How Gender Parity Looks On Business School Campuses

Last year, the Wharton School of the University of Pennsylvania made history by enrolling more women than men in its 2023 MBA class. It was the first of the seven elite B-schools to have a class consisting of majority women. This year, Wharton repeated the feat.

Bloomberg recently examined gender parity among top-tier B-schools and explored what Wharton’s majority female MBA programs means for other schools.


While B-schools still have a long way to go on reaching true gender parity, many have made an effort to improve over the years.

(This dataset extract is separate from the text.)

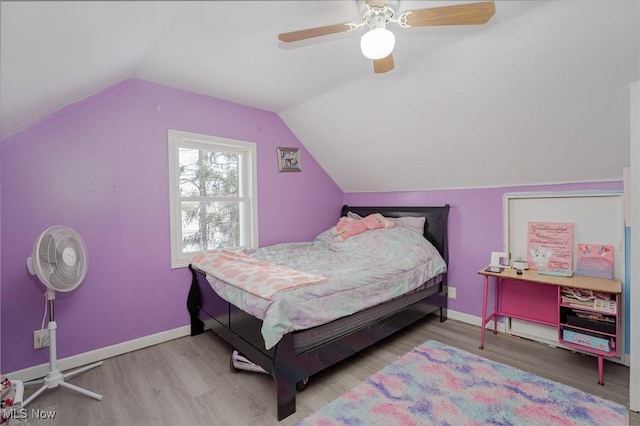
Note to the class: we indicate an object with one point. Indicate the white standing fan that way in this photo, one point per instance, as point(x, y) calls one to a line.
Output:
point(59, 260)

The Forte Foundation, a nonprofit advocacy and advancement organization, has been tracking gender parity among B-schools for years. When Forte first started, 28% of MBA classes in the US were comprised of women. Just last year, however, that rate grew to about 40% among the 56 schools that Forte tracks. Elissa Sangster, CEO of Forte Foundation, says the chances of being the only women on a team in an MBA program today is “very low.”


One of the ways business schools are actively trying to improve the community amongst campus is through allyship and support groups. Wharton was one of the first top-ranked B-schools to add a male ally club. It also helps that in 2020 Wharton appointed the school’s first woman and first person of color, Erika James, to run the MBA program.

“I’m excited, and I do recognize the historic nature of it, and I’m humbled by the opportunity,” James said in 2020. “Frankly, I believe my gender is the least of what I have to offer. Because I’m a woman, I bring a perspective on decision-making and how I engage in the community.”


While more women today are pursuing an MBA than years past, men with a business degree still earn more than women with the same credentials. According to a report by the Center on Education and the Workforce, while women had 43% of the master’s degrees among the study’s participants, they earned a median $75,600 a year, or less than the $90,000 for men. It’s a study that aligns with the 83% gender pay gap in the US.

“It’s daunting if you’re a woman to get an MBA and it’s frustrating when you get it and you make less than an equally qualified man,” Martin Van Der Werf, director of editorial and education policy at Georgetown University’s Center on Education and the Workforce, says. “That can dissuade people from pursuing these degrees.”